Opinião

Fraude com criptoativos e crimes contra o sistema financeiro nacional

Autores

  • Octavio Orzari

    é sócio do escritório Machado de Almeida Castro & Orzari mestre e doutorando em Direito Penal pela Faculdade de Direito da Universidade de São Paulo e pós-graduado em Direito Penal pela Universidade de Salamanca.

  • Vinícius André de Sousa

    é advogado do escritório Machado de Almeida Castro & Orzari Advogados e pós-graduado em Direito Penal e Processo Penal pelo IDP.

3 de julho de 2023, 6h08

A Lei nº 14.478/2022 pretende regulamentar a prestação de serviços de ativos virtuais (criptoativos ou criptomoedas), definindo-os como representação virtual de valor que pode ser transferida eletronicamente para pagamentos ou investimentos [1]. Entre outras alterações, a lei acrescentou um novo crime ao Código Penal, no capítulo "do estelionato e outras fraudes". É o crime do artigo 171-A que tem o nomen iuris de "fraude com a utilização de ativos virtuais, valores mobiliários ou ativos financeiros".

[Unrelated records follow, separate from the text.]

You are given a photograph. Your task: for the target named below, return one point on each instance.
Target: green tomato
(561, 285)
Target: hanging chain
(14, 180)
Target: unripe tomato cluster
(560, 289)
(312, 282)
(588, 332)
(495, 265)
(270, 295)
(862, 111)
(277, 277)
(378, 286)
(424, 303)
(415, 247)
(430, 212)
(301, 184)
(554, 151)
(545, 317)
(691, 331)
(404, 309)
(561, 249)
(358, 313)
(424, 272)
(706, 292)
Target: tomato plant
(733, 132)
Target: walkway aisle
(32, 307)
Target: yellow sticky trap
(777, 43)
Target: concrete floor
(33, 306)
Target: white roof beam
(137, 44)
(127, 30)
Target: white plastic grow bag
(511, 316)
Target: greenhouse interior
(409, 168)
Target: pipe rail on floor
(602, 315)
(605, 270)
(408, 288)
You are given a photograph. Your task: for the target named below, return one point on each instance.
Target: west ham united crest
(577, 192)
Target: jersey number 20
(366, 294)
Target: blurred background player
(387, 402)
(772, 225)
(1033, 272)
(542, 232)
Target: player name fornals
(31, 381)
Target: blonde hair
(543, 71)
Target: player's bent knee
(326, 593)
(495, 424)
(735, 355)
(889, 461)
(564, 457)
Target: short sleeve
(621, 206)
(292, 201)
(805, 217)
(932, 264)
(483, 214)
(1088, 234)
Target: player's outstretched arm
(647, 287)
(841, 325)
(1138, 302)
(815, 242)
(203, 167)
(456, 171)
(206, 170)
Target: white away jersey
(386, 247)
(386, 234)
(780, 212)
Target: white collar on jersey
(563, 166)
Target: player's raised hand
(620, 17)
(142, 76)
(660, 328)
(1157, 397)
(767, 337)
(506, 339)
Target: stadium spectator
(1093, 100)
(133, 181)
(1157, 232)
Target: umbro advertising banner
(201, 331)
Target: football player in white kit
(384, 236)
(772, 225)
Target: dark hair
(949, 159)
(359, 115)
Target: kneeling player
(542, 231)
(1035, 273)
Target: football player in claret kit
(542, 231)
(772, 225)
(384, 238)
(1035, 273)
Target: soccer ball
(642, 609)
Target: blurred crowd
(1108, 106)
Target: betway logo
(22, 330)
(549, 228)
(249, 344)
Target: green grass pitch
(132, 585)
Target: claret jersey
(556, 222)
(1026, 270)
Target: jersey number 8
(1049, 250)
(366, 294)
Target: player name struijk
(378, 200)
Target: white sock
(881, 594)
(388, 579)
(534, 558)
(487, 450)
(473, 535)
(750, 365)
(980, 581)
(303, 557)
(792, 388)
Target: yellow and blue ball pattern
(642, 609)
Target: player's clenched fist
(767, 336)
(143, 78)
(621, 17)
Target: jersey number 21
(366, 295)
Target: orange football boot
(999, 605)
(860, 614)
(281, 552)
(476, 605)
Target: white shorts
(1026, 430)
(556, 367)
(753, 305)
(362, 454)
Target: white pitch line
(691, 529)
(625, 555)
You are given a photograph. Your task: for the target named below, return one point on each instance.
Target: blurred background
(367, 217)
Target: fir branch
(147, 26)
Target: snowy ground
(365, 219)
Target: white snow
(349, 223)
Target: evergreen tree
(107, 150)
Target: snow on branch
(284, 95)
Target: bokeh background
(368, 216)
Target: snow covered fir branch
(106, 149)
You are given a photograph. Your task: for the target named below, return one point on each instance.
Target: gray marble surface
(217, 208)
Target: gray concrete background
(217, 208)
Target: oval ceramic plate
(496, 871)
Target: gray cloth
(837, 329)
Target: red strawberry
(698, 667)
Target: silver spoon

Dada a complexidade e a velocidade inovadora do tema dos criptoativos, o professor Renato de Mello Jorge Silveira pertinentemente alerta para a "ilusão penal" que permeia a política criminal diante de novas e complexas situações vividas em sociedade [2]. Por sua vez, Roberta Simões Nascimento traz relevantes reflexões sobre a importância do "contexto que originou a lei" e do suporte empírico e argumentativo dado à norma no processo de sua elaboração [3].

No processo legislativo que originou a Lei nº 14.478/2022 verifica-se, sobretudo nas audiências públicas realizadas, preocupação com a ocorrência das chamadas "pirâmides financeiras", tendo sido suscitada, por exemplo, em emendas e projetos apensados, nova modalidade de crime contra a economia popular e até mesmo a criação de tipo penal de gestão fraudulenta de "exchange de criptoativos" [4].

De plano, percebe-se que o novo tipo penal do artigo 171-A do CP agrupa, na mesma modalidade de fraude, criptoativos, valores mobiliários e ativos financeiros, e equipara à instituição financeira pessoa jurídica de serviços de ativos virtuais (Lei nº 7.492/1986, artigo 1º, parágrafo único, inciso I-A, na redação da Lei nº 14.478/2022).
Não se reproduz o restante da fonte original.